Having been in Germany before I realised that German's have a long-standing culture that brings with it traditions and ways of doing things. That's part of what I like here.
What I didn't expect is to be blind-sided by the extreme of her bureaucracy, not once but several times.
A German friend once said "Things in Germany are complicated but they should work" and I understand now that it wasn't a one-off comment to the first challenge we had but an apt remark about officialdom.
We knew we wanted a bank account in Germany instead of using our money cards from home that charge exorbitant fees for use overseas. We narrowed it down to 3 main contenders who looked to extend their services to foreigners.
The first, DKB were offensive in their communications and re-iterated that they would only do business in the German language when I at one stage needed to use English to clarify something technical. So they were out.
The second, comdirect
, had great social media support through Facebook (and an online application process) and were one of the reasons we still considered them despite having one of the lowest interest rates. However the application department initially demanded we provide proof of registration at the local council office and needed to be corralled into seeing that applications from overseas do not require this, before suddenly it appeared the account would be approved.
The third bank is Number26, and for their easy online application form, we would seriously have been swayed to use them. Examining the fine-print we discovered that at this time they are unable to facilitate international deposits/transfers into their accounts, which ruled us out unfortunately.
During the process of applying with comdirect we had huge internet issues that continued for weeks - it slowed down and went stale or we couldn't connect. This meant that instead of instantly being able to download a copy of our online application form we had to wait for it in the post, and we couldn't entertain the idea of using the video identification process either. From initial application to when our cards finally arrived took 3.5 weeks. In Germany you need a bank account for almost everything even buying a SIM card (although Aldi-talk does offer an option without). Even moreso when you want to rent an appartment, hold down a job or take out insurance.
So the number 1 tip is to apply before you arrive.
In general the lack of internet connectivity hampered a lot of things for us. We couldn't find out what was open; how to get places; communicate with friends and family; try to find another place to rent, let alone post posts here or work online etc. While this may be less directly due to institutional bureaucracy it was still related to systems and processes.
We did try to register at the local council office, but were told due to the law change that came into effect on the 1st November 2015 we couldn't choose to voluntarily register for less than 90 days, nor without a rental agreement. Hence the change of tack with comdirect to the requirements for overseas applications.

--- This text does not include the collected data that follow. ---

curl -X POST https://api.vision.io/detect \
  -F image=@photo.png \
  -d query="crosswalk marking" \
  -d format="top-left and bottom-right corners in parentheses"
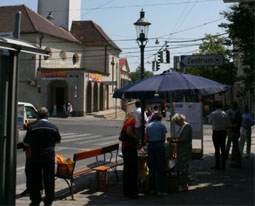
top-left (97, 139), bottom-right (120, 146)
top-left (61, 133), bottom-right (92, 140)
top-left (55, 146), bottom-right (89, 151)
top-left (61, 134), bottom-right (101, 143)
top-left (76, 135), bottom-right (118, 144)
top-left (60, 132), bottom-right (76, 136)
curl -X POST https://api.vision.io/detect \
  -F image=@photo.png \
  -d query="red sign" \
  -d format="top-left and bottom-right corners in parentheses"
top-left (41, 70), bottom-right (67, 80)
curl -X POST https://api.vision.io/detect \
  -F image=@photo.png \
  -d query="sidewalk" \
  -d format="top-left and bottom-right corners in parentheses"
top-left (16, 125), bottom-right (255, 206)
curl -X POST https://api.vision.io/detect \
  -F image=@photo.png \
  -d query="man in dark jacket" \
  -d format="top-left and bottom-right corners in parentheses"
top-left (229, 102), bottom-right (242, 168)
top-left (24, 107), bottom-right (61, 206)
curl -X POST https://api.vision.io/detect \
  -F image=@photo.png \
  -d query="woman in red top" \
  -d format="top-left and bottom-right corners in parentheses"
top-left (120, 112), bottom-right (139, 198)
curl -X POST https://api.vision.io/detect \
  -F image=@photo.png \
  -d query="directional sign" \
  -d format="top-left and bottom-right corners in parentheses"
top-left (180, 55), bottom-right (224, 67)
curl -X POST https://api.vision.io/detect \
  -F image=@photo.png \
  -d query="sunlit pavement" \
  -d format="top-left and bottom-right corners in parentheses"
top-left (16, 118), bottom-right (254, 206)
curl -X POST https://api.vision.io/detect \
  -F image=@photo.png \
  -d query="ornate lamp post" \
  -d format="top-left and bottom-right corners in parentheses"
top-left (134, 9), bottom-right (151, 145)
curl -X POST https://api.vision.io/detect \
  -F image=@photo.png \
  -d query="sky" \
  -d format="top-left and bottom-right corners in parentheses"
top-left (0, 0), bottom-right (235, 73)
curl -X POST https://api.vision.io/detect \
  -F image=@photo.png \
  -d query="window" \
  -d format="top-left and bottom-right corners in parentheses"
top-left (44, 47), bottom-right (52, 60)
top-left (72, 53), bottom-right (79, 65)
top-left (25, 106), bottom-right (37, 119)
top-left (59, 50), bottom-right (66, 61)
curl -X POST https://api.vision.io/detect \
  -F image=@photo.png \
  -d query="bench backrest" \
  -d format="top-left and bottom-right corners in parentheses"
top-left (73, 143), bottom-right (120, 162)
top-left (74, 148), bottom-right (102, 161)
top-left (102, 143), bottom-right (119, 154)
top-left (102, 143), bottom-right (119, 162)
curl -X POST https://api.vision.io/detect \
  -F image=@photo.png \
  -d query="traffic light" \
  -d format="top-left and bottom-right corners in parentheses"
top-left (158, 51), bottom-right (163, 63)
top-left (156, 61), bottom-right (160, 71)
top-left (166, 50), bottom-right (170, 63)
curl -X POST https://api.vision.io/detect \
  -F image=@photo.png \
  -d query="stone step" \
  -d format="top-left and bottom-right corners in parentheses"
top-left (93, 110), bottom-right (126, 119)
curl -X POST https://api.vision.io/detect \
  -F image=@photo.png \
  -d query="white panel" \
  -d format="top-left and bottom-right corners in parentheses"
top-left (68, 0), bottom-right (81, 30)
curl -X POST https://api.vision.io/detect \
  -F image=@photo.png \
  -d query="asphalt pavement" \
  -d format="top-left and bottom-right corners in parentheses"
top-left (16, 117), bottom-right (254, 206)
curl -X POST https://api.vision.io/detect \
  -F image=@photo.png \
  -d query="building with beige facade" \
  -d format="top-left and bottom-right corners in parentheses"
top-left (0, 4), bottom-right (127, 116)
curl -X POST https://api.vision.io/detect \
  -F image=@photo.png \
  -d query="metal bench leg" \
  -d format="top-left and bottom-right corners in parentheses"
top-left (113, 167), bottom-right (119, 181)
top-left (69, 179), bottom-right (75, 200)
top-left (62, 178), bottom-right (75, 200)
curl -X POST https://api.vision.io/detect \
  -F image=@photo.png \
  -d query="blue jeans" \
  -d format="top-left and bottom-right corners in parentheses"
top-left (147, 142), bottom-right (166, 193)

We want to buy an old motorhome here to continue our travels through Germany and Europe, but while we are allowed to purchase a vehicle we are prevented from registering it due to not being personally registered with the local council office. The only ways around it are to keep registering the vehicle as going out of the country, or to have someone else register the vehicle and legally take all responsibility for it which doesn't feel right to us but it might be the only thing that we have to hope for now.
WE ARE NOT ALONE!
The Germans we have talked to about any one of these challenges totally understand our experiences and wholeheartedly re-iterate 'Buerokratie' (bureaucracy) even going as far as the volunteer fire-fighter today who extended that to 'Beamtenburerokkratie' (Official/Government bureaucracy). While empathy doesn't help us directly, it does remind us it is not targeted at us and to keep trying when all we want to do is pack up and go home.